I have always been impressed by people who can make up a good aphorism; Winston Churchill seemed to have generated an aphorism a day for most of his adult life, which is amazing considering that he was a fat inbred git.

Anyhow, I sat down to do my nightly reading, fortified by a glass and a half of what most non-Krauts would consider a sickly-sweet white.

It's called "Fruitwood". Anybody who has had Dr Loosen's Wehlener Sonnenuhr Riesling Auslese would recognise the taste immediately, but this is a domestic number that gets ignored by wine-wankers who think whites have to be tart, and taste of wood.

But I digress - being slightly "elephant's" (aka slightly "scheisen") will make your mind wander.

I was thinking about aphorisms; Oscar Wilde was good at them... Keynes was pretty good at them. Livy, Ovid, and the rest of the ancient Grecians were not bad either.

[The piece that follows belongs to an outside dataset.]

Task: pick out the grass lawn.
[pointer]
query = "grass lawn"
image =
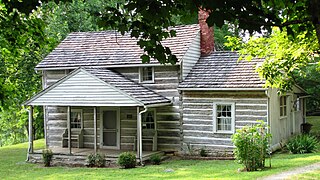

But my pick of all the aphorisms I've ever read, is that uttered by the barbarian warlord Brennus as he stood outside the gates of Rome.

Vae Victus (pronounced "Way Wiktiss", I am assured by scholars). Woe Betide the Vanquished.

As I pored over my funny little charts with their interesting squiggles, it leapt out at me and struck me between the eyes.

I've been watching the succession of lower highs and lower lows in the Dow... the unconfirmed higher high in the Dow Transports which generated a bearish non-confirmation per Dow Theory... the various cycles which are timed to have peaked this week... the awful technical picture in the SOX and the Nasdaq. Elliott counts, too.

I don't usually include what I call "Liberace ratios" in my analysis (that is, Fibonacci ratios) but there's a bunch of them as well. And they all point to an absolute WALL in front of themarket just slightly above current levels.

If I am right (and that would mean that all the Fib ratio folks, the Elliott folks, the Dow Theory folks and the valuation folks are right too), then we are about to enter a real steep decline. Something really horrible.

And according to the Investment Company Institute, American 401(k) investors aged 40 and over have more than 55% of their assets in equities.

Although I am a gentle soul, Brennus' words are redolent for me right now; these folks have the chance to get out now and retain what little of their 401(k) they still have in cash. After all, a miniscule nominal yield is far better than what we appear set to generate in equities. If theirretirements are befouled as a result of their silly investment strategy, they have been warned.